Group DataFrame with intelligent NaN handling during aggregation.

Enhanced version of pandas.DataFrame.groupby().agg() that provides control over how NaN values are treated during aggregation. By default, pandas ignores NaNs, which can produce misleading results (e.g., treating NaNs as zeros in sums).

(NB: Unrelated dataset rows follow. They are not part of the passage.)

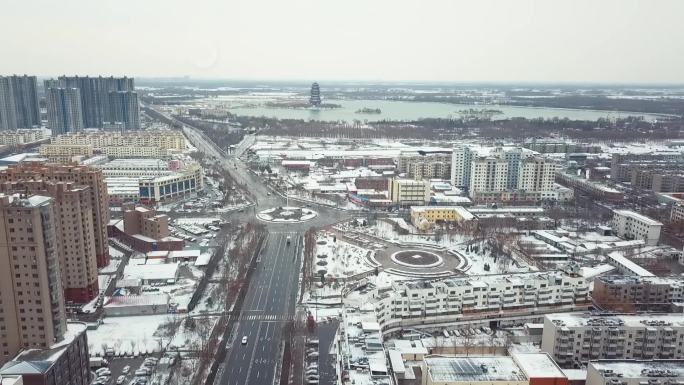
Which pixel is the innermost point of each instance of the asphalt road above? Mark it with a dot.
(271, 295)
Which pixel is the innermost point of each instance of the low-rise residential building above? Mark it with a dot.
(595, 189)
(453, 298)
(65, 153)
(407, 192)
(135, 151)
(573, 339)
(635, 372)
(422, 216)
(163, 139)
(20, 137)
(632, 293)
(631, 225)
(64, 362)
(677, 213)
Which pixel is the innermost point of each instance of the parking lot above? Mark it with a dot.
(116, 366)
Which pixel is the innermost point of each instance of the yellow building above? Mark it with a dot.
(423, 217)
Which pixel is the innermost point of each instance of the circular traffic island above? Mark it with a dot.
(417, 258)
(286, 215)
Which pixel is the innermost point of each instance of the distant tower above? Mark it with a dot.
(315, 99)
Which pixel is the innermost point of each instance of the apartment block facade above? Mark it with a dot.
(79, 176)
(633, 293)
(95, 94)
(65, 153)
(65, 112)
(19, 106)
(573, 339)
(635, 372)
(25, 136)
(408, 192)
(631, 225)
(32, 313)
(451, 298)
(164, 139)
(75, 234)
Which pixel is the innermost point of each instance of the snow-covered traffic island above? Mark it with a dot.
(287, 214)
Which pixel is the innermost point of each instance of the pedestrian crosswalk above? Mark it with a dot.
(265, 317)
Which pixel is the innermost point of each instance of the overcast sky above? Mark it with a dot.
(605, 41)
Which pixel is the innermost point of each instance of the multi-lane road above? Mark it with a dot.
(269, 304)
(270, 299)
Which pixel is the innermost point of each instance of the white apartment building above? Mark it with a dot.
(633, 372)
(460, 166)
(135, 152)
(573, 339)
(164, 139)
(494, 174)
(15, 137)
(536, 174)
(448, 299)
(677, 213)
(408, 192)
(65, 153)
(488, 174)
(631, 225)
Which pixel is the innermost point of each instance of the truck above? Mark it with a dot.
(98, 362)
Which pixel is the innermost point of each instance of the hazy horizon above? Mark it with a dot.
(611, 42)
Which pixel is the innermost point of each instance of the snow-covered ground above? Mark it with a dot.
(128, 335)
(339, 259)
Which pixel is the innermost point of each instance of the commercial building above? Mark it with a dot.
(486, 370)
(144, 230)
(631, 225)
(65, 112)
(95, 95)
(407, 192)
(448, 299)
(32, 311)
(573, 339)
(519, 368)
(64, 362)
(75, 237)
(19, 106)
(634, 293)
(635, 372)
(79, 176)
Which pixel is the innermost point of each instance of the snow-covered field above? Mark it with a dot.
(338, 258)
(128, 335)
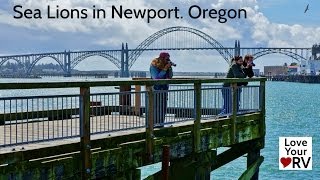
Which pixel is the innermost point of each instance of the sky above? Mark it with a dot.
(272, 23)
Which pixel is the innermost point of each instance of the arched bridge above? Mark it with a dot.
(173, 38)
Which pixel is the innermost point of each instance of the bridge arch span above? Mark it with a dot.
(8, 59)
(34, 62)
(291, 54)
(82, 57)
(147, 42)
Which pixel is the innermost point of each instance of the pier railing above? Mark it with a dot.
(29, 119)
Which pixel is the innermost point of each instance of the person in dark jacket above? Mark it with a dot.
(236, 70)
(160, 68)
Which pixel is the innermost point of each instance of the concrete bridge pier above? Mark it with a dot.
(67, 64)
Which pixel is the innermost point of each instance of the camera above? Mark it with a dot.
(172, 63)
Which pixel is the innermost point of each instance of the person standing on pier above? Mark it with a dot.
(160, 68)
(236, 70)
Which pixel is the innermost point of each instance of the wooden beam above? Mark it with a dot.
(249, 173)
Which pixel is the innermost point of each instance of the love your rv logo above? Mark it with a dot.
(295, 153)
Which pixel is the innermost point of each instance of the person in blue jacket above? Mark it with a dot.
(160, 68)
(236, 70)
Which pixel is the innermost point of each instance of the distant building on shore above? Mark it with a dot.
(275, 70)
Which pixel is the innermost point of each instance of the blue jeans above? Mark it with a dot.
(227, 99)
(160, 108)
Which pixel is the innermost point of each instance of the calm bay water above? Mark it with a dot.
(292, 109)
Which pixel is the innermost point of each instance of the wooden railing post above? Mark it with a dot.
(263, 107)
(197, 120)
(85, 145)
(149, 125)
(235, 107)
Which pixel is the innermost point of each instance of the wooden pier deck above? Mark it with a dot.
(119, 154)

This function supports weighted aggregations using the special syntax mean_weighted_by_<column_name> for any aggregation.

Behavior

When all NaN parameters are None: behaves like standard pandas groupby
When any NaN parameter is set: applies sequential validation rules

NaN Handling Rules (applied in order):

1. If `num_allowed_nans` is set: group becomes NaN if it has more NaNs
2. If `frac_allowed_nans` is set: group becomes NaN if NaN fraction exceeds threshold
3. If `min_num_values` is set: group becomes NaN if valid values < threshold

Parameters:

df (DataFrame) –

Source DataFrame to group and aggregate.
groupby_columns (list[str] | str) –

Column name(s) to group by. Can be a single string or list.
aggregations (dict[str, Any] | None, default: None ) –

Dictionary mapping column names to aggregation functions. If None, applies 'sum' to all columns. Supports weighted means with syntax: {'col': 'mean_weighted_by_weight_col'}.
num_allowed_nans (int | None, default: None ) –

Maximum number of NaN values allowed in a group before the aggregate becomes NaN.
frac_allowed_nans (float | None, default: None ) –

Maximum fraction of NaN values allowed (0.0-1.0). Group becomes NaN if NaN fraction exceeds this threshold.
min_num_values (int | None, default: None ) –

Minimum number of non-NaN values required. Group becomes NaN if it has fewer valid values (and at least one NaN).

Returns:

DataFrame –

Grouped and aggregated DataFrame with NaN handling applied.

Example

Basic groupby with NaN control

import pandas as pd
from owid.datautils.dataframes import groupby_agg

df = pd.DataFrame({
    "country": ["USA", "USA", "UK", "UK"],
    "year": [2020, 2021, 2020, 2021],
    "value": [100, None, 200, 300]
})

# Standard pandas sum treats NaN as 0
# result = df.groupby("country").sum()  # USA: 100

# With min_num_values=1, NaN if all values are NaN
result = groupby_agg(
    df,
    groupby_columns="country",
    aggregations={"value": "sum"},
    min_num_values=1
)
# USA: 100 (has 1 valid value), UK: 500 (has 2 valid values)

Weighted mean aggregation

df = pd.DataFrame({
    "country": ["USA", "USA", "UK"],
    "value": [10, 20, 30],
    "population": [100, 200, 300]
})

result = groupby_agg(
    df,
    groupby_columns="country",
    aggregations={"value": "mean_weighted_by_population"}
)
# USA: 16.67 = (10*100 + 20*200)/(100+200)

Note

Does not support multiple aggregations for the same column (e.g., {'a': ('sum', 'mean')}).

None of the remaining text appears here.